The majority of diagrams expressed communication flows, things like: "Component A speaks to component B, but not to component C."

Of course, this may be the case just for me. Perhaps majority of programmers fill their scratchbooks with class hierarchies. I doubt it, but if I am wrong, I would love to hear about it.

So, if what I said applies to most programmers, then the following is true:

Object oriented languages spend most effort addressing a minority use case.

The use case is cherished and compilers are made to discover any problems with it in compile time and produce nice error messages. At the same time other use cases are ignored, programmers have to ensure their consistency manually, by runtime checks or, even worse, by putting the constaints into comments or design documents. OO folks are wasting their time discussing minutiae of their little peculiar use case, such as, say, single vs. multiple inheritance, while at the same time nobody is paying attention to what is needed in majority of cases.

I've already written about why I switched from C++ to C (here and here) but the most fundamental reason it all boils down to is: If a complex language doesn't allow me to express 95% of what I would like to I can very well use a simpler language and save myself the headache.

Now, how are we going it fix that? And does anybody even care?


On a tangential: Have you noticed that natural languages have very little resemblance to John Wilkins' analytical language? Once again, taxonomy is one of least concerns of a user of a natural language. The fact that marmot is a rodent is simply not that interesting. You want to say what happened, express your intentions, give orders, ask questions. You want to go on with your life.

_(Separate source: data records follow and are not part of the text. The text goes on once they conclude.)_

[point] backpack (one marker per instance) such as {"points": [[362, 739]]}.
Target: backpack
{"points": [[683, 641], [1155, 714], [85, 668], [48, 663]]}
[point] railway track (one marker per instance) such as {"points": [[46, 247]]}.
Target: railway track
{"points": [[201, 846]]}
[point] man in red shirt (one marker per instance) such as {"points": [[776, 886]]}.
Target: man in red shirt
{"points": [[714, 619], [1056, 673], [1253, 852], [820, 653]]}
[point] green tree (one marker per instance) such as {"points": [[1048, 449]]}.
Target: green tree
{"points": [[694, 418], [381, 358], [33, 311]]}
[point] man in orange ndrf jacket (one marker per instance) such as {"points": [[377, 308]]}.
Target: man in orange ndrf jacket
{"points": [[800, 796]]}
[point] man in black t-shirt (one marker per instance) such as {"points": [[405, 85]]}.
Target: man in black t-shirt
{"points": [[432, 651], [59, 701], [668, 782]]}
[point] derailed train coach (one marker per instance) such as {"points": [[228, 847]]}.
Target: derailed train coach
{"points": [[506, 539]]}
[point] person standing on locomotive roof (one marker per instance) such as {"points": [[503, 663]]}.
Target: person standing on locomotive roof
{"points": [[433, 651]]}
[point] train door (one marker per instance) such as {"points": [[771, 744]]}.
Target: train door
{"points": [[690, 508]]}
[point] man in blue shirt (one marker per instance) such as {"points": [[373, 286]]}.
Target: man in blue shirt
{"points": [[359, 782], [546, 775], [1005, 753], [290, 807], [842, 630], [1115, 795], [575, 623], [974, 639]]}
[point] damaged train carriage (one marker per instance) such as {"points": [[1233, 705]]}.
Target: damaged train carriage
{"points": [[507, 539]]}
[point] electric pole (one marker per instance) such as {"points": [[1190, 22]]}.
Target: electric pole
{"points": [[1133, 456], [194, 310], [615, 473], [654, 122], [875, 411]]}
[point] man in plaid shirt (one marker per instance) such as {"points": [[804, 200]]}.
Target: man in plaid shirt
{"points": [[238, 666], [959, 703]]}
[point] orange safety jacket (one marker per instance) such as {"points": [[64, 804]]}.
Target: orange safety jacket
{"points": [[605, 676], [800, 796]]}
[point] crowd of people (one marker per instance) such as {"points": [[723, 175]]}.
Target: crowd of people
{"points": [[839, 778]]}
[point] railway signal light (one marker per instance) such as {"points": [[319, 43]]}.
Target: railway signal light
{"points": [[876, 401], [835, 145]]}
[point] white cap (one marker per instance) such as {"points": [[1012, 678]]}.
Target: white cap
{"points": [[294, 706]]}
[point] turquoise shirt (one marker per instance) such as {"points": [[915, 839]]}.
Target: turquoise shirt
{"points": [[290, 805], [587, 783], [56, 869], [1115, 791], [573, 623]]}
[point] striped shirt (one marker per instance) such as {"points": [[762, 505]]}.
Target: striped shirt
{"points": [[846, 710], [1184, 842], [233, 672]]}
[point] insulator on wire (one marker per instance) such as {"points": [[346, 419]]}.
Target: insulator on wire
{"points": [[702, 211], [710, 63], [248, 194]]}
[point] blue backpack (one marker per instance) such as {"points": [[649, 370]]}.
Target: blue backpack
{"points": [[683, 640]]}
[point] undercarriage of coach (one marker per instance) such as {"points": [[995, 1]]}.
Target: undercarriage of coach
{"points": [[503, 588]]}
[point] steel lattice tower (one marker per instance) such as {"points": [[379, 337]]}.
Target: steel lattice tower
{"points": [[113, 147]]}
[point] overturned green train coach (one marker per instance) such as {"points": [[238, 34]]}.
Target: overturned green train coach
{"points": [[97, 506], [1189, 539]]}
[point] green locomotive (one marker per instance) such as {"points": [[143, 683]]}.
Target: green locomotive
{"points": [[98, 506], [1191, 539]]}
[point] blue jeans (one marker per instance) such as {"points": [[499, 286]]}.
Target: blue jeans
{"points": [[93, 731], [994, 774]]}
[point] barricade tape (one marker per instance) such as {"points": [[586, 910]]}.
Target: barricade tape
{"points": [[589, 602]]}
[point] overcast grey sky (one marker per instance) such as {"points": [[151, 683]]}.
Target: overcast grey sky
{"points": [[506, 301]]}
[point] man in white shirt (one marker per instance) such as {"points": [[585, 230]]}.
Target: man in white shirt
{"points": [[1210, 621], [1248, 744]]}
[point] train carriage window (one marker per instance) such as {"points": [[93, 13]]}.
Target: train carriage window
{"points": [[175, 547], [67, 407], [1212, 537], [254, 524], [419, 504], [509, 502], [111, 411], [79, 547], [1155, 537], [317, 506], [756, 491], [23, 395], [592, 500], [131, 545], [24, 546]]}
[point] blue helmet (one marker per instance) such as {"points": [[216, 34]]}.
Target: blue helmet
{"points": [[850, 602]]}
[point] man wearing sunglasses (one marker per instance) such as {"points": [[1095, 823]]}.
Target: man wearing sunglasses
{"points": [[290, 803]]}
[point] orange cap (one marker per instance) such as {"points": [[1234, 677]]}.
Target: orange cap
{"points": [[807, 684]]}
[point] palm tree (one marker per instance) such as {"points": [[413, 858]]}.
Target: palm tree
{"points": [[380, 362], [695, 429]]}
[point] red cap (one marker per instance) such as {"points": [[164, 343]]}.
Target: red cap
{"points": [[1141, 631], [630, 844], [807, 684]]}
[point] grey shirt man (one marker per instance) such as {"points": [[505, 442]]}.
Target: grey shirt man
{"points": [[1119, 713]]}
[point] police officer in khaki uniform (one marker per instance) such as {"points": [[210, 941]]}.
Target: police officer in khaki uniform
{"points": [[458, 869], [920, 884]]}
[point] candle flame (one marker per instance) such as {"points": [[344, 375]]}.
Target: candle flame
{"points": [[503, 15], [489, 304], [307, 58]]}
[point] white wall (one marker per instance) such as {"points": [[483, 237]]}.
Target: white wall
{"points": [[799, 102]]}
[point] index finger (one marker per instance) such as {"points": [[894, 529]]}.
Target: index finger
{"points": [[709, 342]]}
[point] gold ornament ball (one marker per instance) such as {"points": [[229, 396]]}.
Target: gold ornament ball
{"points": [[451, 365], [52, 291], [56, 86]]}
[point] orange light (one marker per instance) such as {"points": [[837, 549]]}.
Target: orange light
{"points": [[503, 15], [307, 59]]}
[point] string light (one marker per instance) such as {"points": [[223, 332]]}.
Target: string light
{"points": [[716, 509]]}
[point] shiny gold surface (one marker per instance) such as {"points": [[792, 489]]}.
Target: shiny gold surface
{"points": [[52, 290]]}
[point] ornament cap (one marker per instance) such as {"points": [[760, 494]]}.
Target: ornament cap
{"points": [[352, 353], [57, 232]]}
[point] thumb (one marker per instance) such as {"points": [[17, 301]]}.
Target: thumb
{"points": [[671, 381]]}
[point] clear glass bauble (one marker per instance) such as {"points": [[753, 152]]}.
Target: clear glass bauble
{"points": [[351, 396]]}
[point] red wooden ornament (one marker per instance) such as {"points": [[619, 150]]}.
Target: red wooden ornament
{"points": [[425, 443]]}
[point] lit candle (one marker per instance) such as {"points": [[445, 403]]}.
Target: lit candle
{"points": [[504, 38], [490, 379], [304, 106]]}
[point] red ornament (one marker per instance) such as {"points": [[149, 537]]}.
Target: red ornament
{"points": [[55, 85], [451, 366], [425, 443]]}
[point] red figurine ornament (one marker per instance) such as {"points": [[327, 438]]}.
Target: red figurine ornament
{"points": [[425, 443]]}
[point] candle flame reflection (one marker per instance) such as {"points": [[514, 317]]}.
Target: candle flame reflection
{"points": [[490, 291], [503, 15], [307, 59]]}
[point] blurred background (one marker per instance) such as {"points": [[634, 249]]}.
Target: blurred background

Another tangential: Despite all the misguided focus on taxonomy there's one awesome thing that OO languages have introduced: Singling out one of the function's parameters (this, self) and putting them to a syntactically special position:

arg1.function(arg2, arg3, arg4);

I've written about it here. Bear in mind that it's an article from 2006 and talks about reserach done mostly in late 1990's. I have to write something more up-to-date: If nothing else, I should mention Go's approach to the problem.